Saunders’s mind was struggling with the eternal and alluring problem of perpetual motion. He was groping blindly for the priceless jewel that would revolutionize the world of mechanics.
It was after midnight when we bade him good-by, and departed through the moonlit woods for the beach.
We left the old man in the company of his fire, and is there greater companionship? It is in our fires that we find the realm of reverie. The fecund world of fancy reveals its fair fields and rose-tinted clouds in the vistas of shimmering light. Memory brings forth pages that the years have blurred. Fleeting filaments of faces wondrous fair, that long ago faded into the mists, smile wistfully, in halos of tremulous hues, and vanish. Slow-moving figures, crowned with wreaths of gray, sometimes linger, turn with looks of tender mother love, and dissolve in the curling smoke. The years that have slumbered in the old logs come forth at the touch of a familiar wand, and a soft light illumines chambers that time has sealed. The grim realities are lost in the glow of our hearth. In the dreamland of the fire we may ride noble steeds and soar on tireless pinions. We see heroes fight and fall. Cities with gilded walls and bright towers, broad landscapes, enthralling beauty, leaves of laurel on triumphant brows, majestic pageants, and acclaiming multitudes, are pictured in the flickering flames.

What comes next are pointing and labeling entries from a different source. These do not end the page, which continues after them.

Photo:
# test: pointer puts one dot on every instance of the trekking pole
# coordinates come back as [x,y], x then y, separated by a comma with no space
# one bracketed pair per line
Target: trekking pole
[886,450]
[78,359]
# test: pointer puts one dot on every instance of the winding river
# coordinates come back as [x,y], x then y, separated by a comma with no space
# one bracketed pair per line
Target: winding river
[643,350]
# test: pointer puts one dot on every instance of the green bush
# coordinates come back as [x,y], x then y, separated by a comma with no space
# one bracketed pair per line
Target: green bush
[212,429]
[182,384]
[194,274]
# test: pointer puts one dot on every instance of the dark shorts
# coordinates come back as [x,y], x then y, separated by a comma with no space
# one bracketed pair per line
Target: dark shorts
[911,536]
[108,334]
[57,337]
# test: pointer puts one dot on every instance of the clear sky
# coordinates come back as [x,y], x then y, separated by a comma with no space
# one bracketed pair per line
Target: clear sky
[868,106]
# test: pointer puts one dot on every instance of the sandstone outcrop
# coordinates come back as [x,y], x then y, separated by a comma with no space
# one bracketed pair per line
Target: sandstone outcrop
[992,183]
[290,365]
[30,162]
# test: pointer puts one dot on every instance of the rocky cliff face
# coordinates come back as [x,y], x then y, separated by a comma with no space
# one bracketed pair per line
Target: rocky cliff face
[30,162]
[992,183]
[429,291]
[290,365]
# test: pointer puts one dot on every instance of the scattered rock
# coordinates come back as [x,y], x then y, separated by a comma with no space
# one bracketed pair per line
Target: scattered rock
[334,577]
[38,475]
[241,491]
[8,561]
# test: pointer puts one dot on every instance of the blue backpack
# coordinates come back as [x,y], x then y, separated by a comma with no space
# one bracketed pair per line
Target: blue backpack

On the little stage under the arch of the fireplace the puppets come and go,—the comedies and the tragedies, the laughter and the sorrow. The dramas of hopes and fears are enacted in shifting pantomimes that melt away into the gloom.
Our hearth-stones are the symbols of home. We go forth to battle when their sanctity is imperilled. It would be a desolate world without our fires. Winding highways lead through them on which he who travels must mark the light and not the ruin. He must feel the glow and not the burning, and be far beyond the ashes when they come.
In the twilight, when our lives become gray, and only the embers lie before us, we can still dream, if our souls are strong. If we have learned to live with the ideals we have created, instead of charred hopes, golden visions may linger in the mellow light. Happy hours, as transient as the fitful flames, may dance again, and shine among the smouldering coals.
The grizzled old sailor, who had been fortune’s toy, and had been cast aside, may have found his solace in the visions before his fire. The pictures in it may have been of millions of wheels turned with the new force, myriads of aëroplanes soaring through the skies, dynamos of inexhaustible power giving heat and light, and countless looms spinning the fabrics of the world.
He may have seen himself worshipped, not for his achievement, but for his wealth, in the domain of Vulgaria, where Avarice is king—where worth is measured by dollars—where utter selfishness rules, and the cave man still dwells, veneered with a gilded tinsel of what, in his foolish pride, he thinks is civilization—where vanity parades in the guise of charity—where cruelty and greed hide under fine raiment—where human hyenas rend the weak and grovel before the strong—where the bestiality of the Hun darkens the world—where the only god is Gold, and where the idealist must fight or perish.
One night during the following spring I passed the cabin. The little structure, from which a great light might have radiated over the scientific world, was deserted. A pale, ghostly gleam was visible through the empty window frame. It might have been a phosphorescent glow from one of the decaying wall-logs, or a faint spark from the dream-fire that ever burns in the hearts of men.